An Esports dojo in Vermont is looking to create a gaming community in Vermont. The arcade held an open house on Saturday, where kids from 6th through 12th grade entered the dojo arena to immerse themselves in the world of video games. Jacob Starai, a freshman from Essex High School, said, “It’s really fun. You can meet a bunch of new people and stuff and play games that you generally don’t play a lot.”
The dojo aims to provide an avenue for players to hone their skills and become part of a community. With a growing number of colleges adopting esports programs like Champlain College, esports scholarships are becoming more common. Jaden Gilmond, event coordinator from Champlain College Esports, said, “It’s a way I can express myself, and it can help those with aspirations to play in college.”
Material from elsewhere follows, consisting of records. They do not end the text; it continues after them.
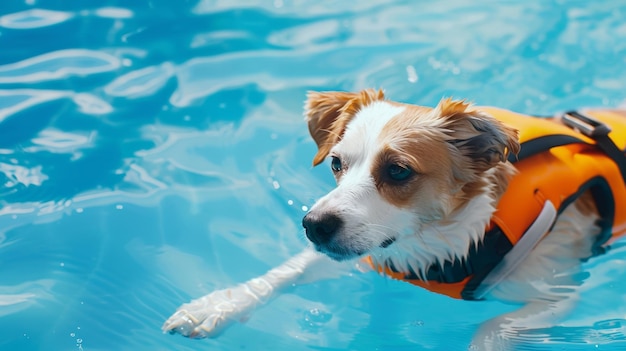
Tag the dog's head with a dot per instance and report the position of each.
(398, 167)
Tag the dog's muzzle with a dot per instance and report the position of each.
(321, 228)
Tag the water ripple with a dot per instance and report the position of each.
(58, 65)
(34, 18)
(142, 82)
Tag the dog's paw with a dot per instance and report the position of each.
(210, 314)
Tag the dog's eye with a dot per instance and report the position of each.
(399, 173)
(335, 164)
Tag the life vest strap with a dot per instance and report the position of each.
(542, 225)
(599, 132)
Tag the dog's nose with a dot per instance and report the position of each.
(321, 228)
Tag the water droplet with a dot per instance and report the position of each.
(412, 74)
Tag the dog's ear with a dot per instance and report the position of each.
(328, 113)
(477, 135)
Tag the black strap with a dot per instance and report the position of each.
(599, 132)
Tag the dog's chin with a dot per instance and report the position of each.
(339, 253)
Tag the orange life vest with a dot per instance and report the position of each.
(558, 161)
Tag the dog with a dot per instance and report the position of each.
(438, 197)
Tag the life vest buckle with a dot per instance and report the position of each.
(599, 132)
(589, 127)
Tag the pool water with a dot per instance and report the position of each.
(153, 151)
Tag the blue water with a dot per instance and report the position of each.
(153, 151)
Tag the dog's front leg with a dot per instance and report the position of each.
(210, 314)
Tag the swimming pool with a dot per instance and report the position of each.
(152, 153)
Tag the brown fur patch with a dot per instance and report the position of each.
(450, 148)
(328, 114)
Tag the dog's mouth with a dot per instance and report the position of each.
(387, 242)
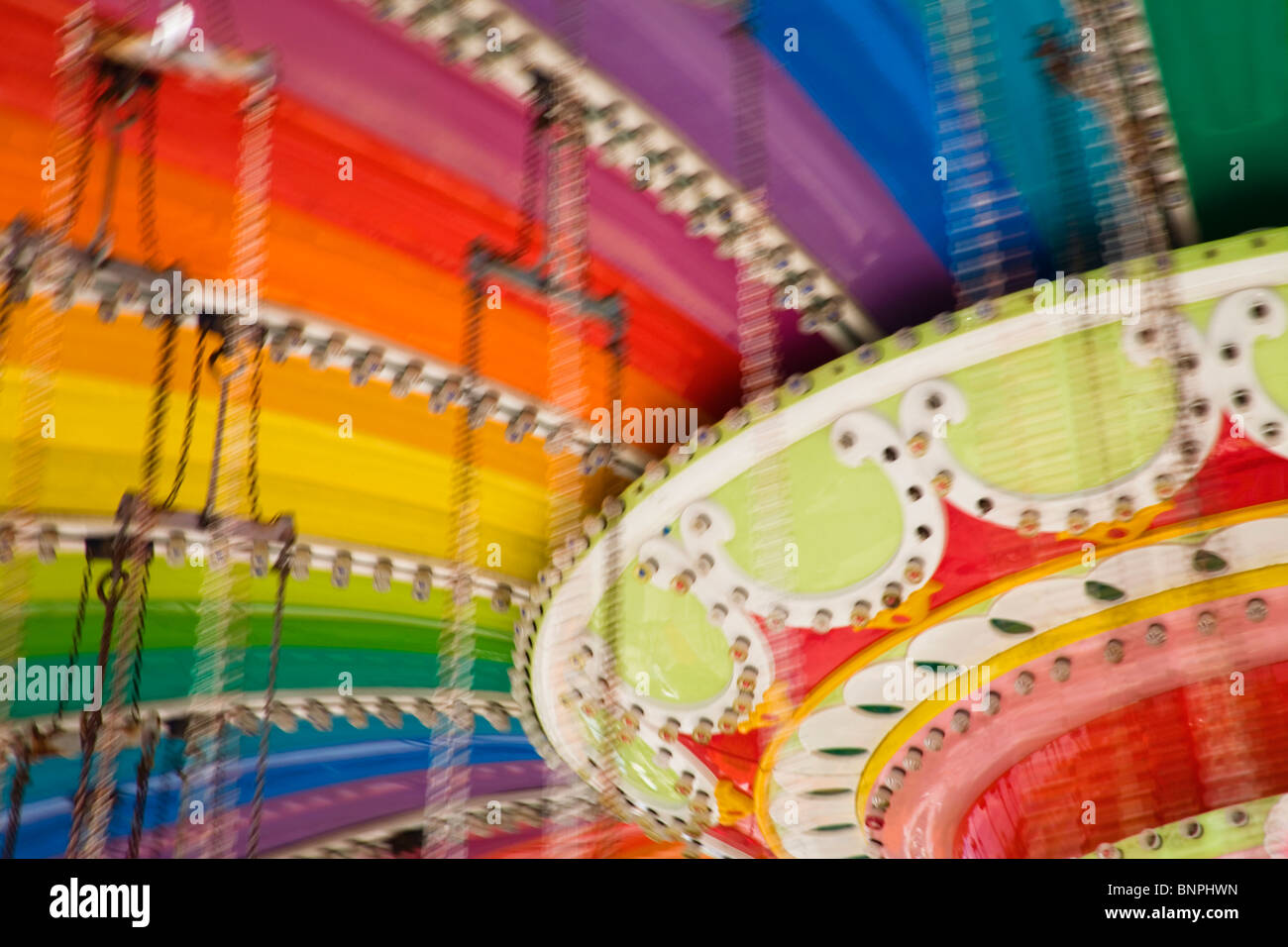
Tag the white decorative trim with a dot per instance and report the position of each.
(1235, 329)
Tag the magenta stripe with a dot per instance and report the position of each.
(675, 56)
(338, 58)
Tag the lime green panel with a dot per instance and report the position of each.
(1270, 360)
(1225, 68)
(1067, 415)
(1220, 835)
(846, 522)
(636, 767)
(668, 639)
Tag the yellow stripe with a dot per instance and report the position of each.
(365, 488)
(1060, 637)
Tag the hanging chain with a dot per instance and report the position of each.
(189, 421)
(1136, 226)
(533, 151)
(150, 736)
(136, 538)
(78, 629)
(220, 624)
(568, 272)
(257, 809)
(445, 831)
(17, 789)
(257, 393)
(75, 116)
(769, 482)
(149, 175)
(111, 589)
(983, 214)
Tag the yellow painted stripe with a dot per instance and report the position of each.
(366, 488)
(1063, 635)
(958, 604)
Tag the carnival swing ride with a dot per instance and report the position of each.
(304, 462)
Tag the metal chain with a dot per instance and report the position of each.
(149, 176)
(189, 421)
(137, 672)
(445, 832)
(78, 629)
(1140, 228)
(257, 393)
(987, 253)
(758, 344)
(220, 624)
(136, 536)
(257, 809)
(75, 116)
(111, 587)
(17, 789)
(533, 151)
(150, 736)
(566, 256)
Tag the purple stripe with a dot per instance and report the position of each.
(296, 817)
(675, 56)
(338, 58)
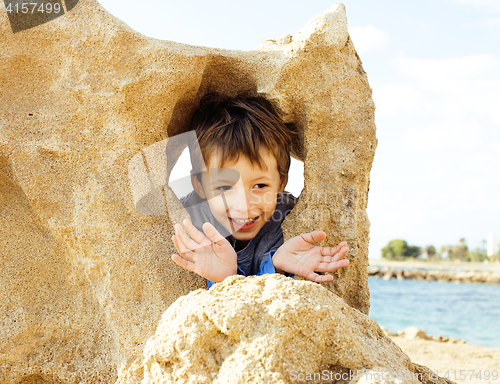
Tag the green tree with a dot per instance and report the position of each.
(430, 251)
(399, 250)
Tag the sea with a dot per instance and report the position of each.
(465, 311)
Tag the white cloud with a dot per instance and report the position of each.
(492, 24)
(368, 38)
(465, 86)
(393, 99)
(492, 5)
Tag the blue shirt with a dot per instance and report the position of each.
(256, 257)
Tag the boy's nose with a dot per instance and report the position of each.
(241, 201)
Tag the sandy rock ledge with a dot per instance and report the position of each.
(272, 329)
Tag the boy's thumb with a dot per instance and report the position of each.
(314, 237)
(212, 233)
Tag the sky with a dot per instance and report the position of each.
(434, 68)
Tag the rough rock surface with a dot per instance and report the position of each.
(272, 329)
(85, 276)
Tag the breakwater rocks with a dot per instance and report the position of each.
(388, 273)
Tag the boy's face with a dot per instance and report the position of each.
(241, 195)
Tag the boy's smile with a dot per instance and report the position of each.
(241, 195)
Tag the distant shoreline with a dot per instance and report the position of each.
(436, 271)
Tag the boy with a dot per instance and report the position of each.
(240, 196)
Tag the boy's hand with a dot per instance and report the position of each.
(210, 256)
(300, 257)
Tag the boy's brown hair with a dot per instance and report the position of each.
(240, 125)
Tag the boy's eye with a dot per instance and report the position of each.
(223, 188)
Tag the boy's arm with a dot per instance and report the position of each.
(300, 257)
(209, 255)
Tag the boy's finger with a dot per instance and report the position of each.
(183, 263)
(332, 266)
(319, 278)
(193, 232)
(341, 253)
(179, 245)
(314, 237)
(185, 239)
(212, 233)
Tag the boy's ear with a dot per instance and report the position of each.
(198, 188)
(283, 183)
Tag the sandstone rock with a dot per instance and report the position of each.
(82, 95)
(270, 329)
(413, 333)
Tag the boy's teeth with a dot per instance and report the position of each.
(244, 221)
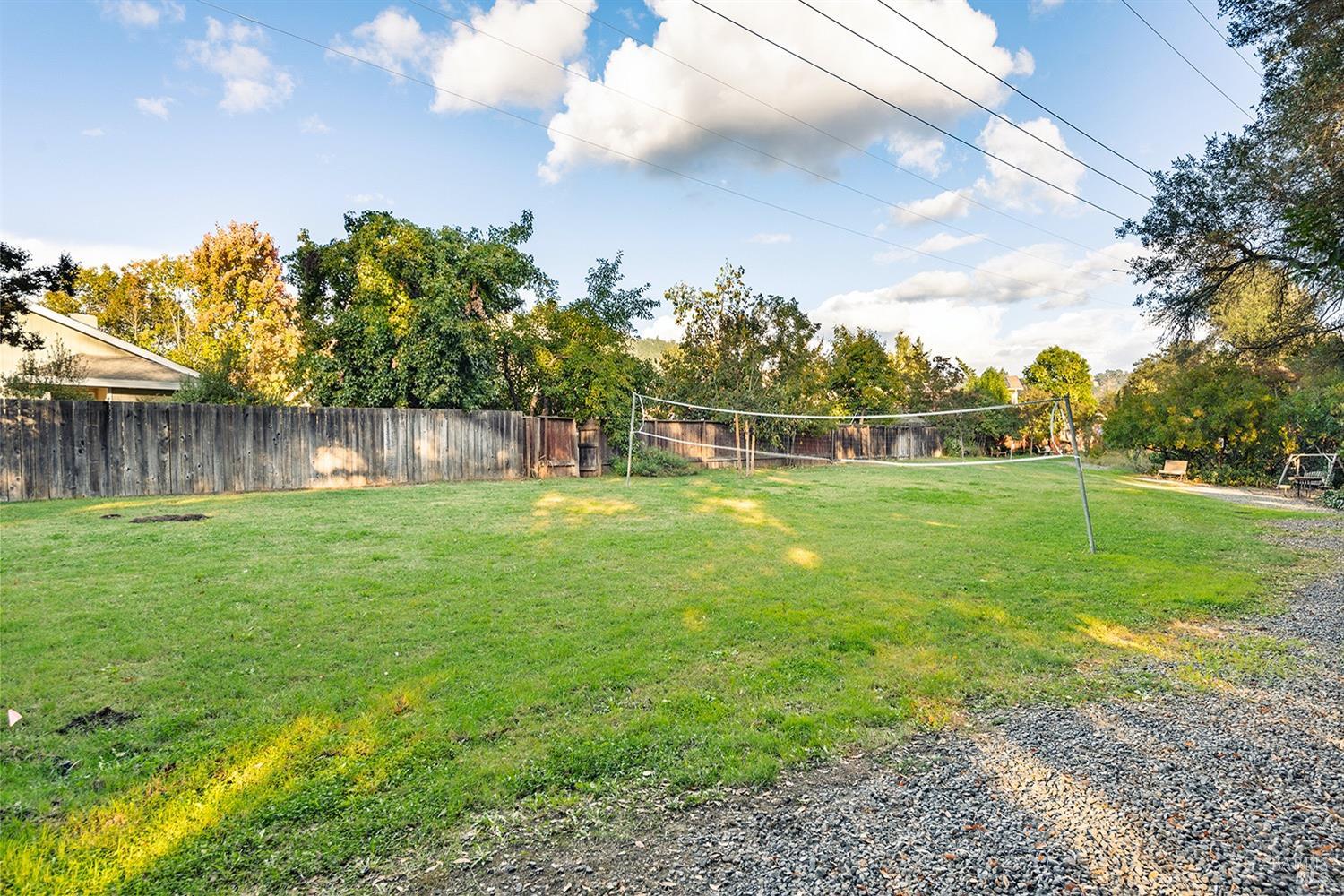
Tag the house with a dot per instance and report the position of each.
(115, 370)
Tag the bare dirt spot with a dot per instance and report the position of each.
(105, 718)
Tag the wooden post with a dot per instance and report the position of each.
(1078, 462)
(629, 446)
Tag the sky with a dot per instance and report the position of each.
(129, 128)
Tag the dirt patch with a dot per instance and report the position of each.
(105, 718)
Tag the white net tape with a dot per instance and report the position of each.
(741, 450)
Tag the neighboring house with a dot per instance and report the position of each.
(115, 370)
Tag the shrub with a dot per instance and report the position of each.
(650, 461)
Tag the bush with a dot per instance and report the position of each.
(217, 386)
(650, 461)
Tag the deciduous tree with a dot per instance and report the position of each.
(239, 309)
(401, 314)
(1265, 206)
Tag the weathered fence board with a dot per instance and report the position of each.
(99, 449)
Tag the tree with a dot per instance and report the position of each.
(612, 304)
(241, 311)
(401, 314)
(144, 303)
(18, 284)
(925, 382)
(742, 349)
(1234, 421)
(1262, 210)
(991, 386)
(58, 374)
(575, 360)
(1058, 371)
(860, 374)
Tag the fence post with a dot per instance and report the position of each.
(1078, 462)
(629, 446)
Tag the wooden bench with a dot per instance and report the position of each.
(1175, 468)
(1304, 482)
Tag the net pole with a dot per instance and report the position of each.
(629, 446)
(1078, 462)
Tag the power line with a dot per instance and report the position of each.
(1223, 38)
(753, 148)
(1185, 59)
(827, 134)
(631, 158)
(906, 112)
(976, 102)
(1021, 93)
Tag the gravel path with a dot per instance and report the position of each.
(1234, 791)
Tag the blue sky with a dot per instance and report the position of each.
(129, 128)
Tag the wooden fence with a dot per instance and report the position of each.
(107, 449)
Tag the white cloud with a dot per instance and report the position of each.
(981, 336)
(924, 153)
(951, 203)
(392, 40)
(965, 314)
(661, 327)
(470, 64)
(314, 125)
(1016, 190)
(47, 252)
(946, 242)
(252, 81)
(156, 107)
(142, 13)
(1046, 274)
(707, 42)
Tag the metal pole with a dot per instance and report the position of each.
(629, 446)
(1078, 462)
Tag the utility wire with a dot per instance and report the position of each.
(631, 158)
(906, 112)
(1223, 38)
(827, 134)
(1021, 93)
(755, 150)
(975, 102)
(1185, 59)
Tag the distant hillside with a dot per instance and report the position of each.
(650, 349)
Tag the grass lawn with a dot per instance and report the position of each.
(322, 677)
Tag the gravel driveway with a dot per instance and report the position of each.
(1231, 791)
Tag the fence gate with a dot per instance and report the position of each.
(556, 450)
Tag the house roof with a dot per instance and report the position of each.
(151, 367)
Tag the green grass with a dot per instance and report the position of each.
(331, 676)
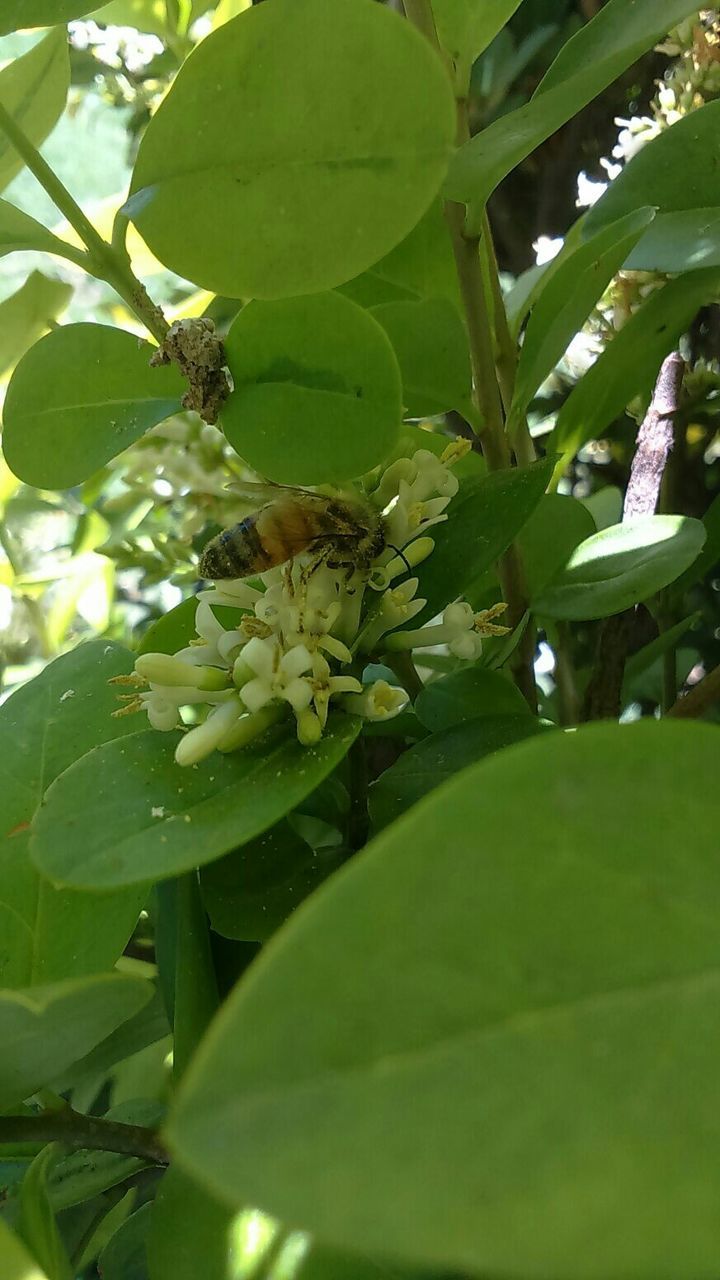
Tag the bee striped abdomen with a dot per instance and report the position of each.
(236, 552)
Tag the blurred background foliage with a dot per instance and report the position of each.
(119, 551)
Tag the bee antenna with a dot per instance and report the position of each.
(397, 552)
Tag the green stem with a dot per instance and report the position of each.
(104, 260)
(195, 984)
(83, 1133)
(358, 818)
(506, 352)
(404, 667)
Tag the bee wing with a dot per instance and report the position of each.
(268, 490)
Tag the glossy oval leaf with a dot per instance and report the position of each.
(26, 315)
(621, 566)
(593, 58)
(33, 90)
(536, 1009)
(317, 389)
(437, 758)
(629, 364)
(250, 892)
(355, 133)
(677, 173)
(17, 1262)
(46, 725)
(150, 819)
(565, 302)
(46, 1029)
(40, 13)
(78, 398)
(482, 520)
(465, 28)
(431, 343)
(466, 694)
(556, 526)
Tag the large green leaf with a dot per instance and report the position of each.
(621, 566)
(465, 27)
(40, 13)
(629, 364)
(33, 90)
(191, 1233)
(356, 133)
(593, 58)
(317, 389)
(678, 173)
(565, 302)
(556, 526)
(466, 694)
(502, 1019)
(18, 231)
(17, 1262)
(437, 758)
(51, 933)
(124, 1257)
(78, 398)
(45, 1029)
(28, 314)
(145, 818)
(37, 1225)
(431, 344)
(251, 891)
(483, 519)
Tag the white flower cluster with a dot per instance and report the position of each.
(305, 625)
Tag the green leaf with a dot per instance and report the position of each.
(621, 566)
(40, 13)
(423, 263)
(629, 364)
(709, 556)
(556, 526)
(483, 519)
(27, 314)
(191, 1233)
(565, 302)
(431, 344)
(82, 1175)
(586, 64)
(466, 694)
(17, 1262)
(33, 90)
(45, 1029)
(251, 891)
(466, 27)
(78, 398)
(44, 727)
(18, 231)
(145, 818)
(36, 1221)
(437, 758)
(359, 137)
(317, 389)
(529, 1001)
(677, 173)
(124, 1257)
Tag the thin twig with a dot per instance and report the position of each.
(700, 698)
(85, 1133)
(104, 260)
(655, 439)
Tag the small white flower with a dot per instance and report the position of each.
(377, 702)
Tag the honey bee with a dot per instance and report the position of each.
(342, 531)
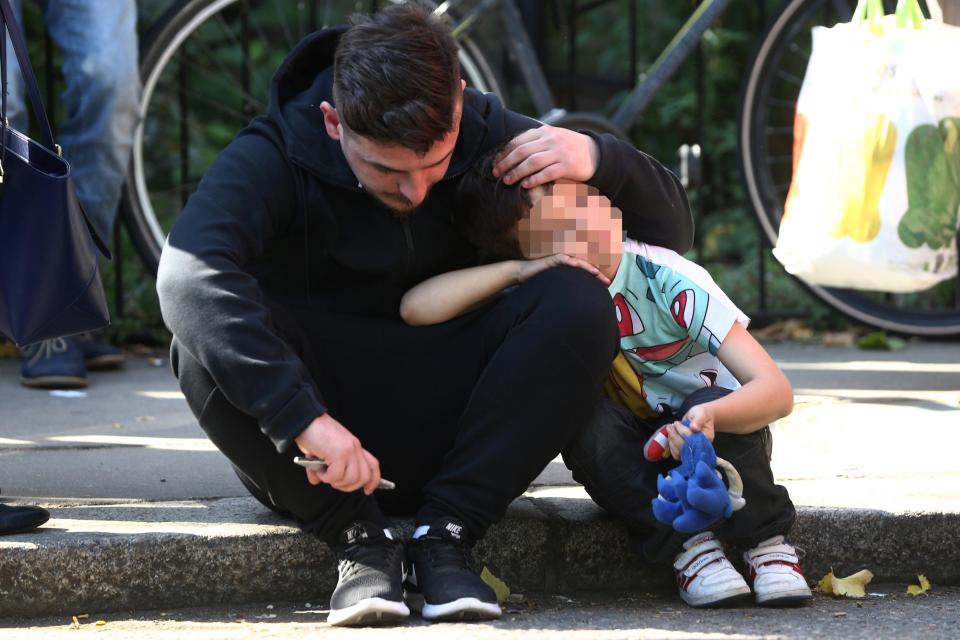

The dojo’s owner, Grant Patterson, sees gaming as a crucial piece in children’s development, stating that the purpose is to bring kids together to build a community built around self-improvement. The owner believes that real-life skills are being built through these fictional fighting games. “When you play fighting games, you learn from loss, you learn from failure. So, there is a mindset that makes you resilient to setbacks and focused on learning to achieve success.”
The W-N-F-C Esports Dojo is open to players of all skill levels, from state champions to newbies. The dojo is planning to go to major events nationwide in the future. Patterson is hoping the space evolves into a community where kids feel nurtured, respected, and valued.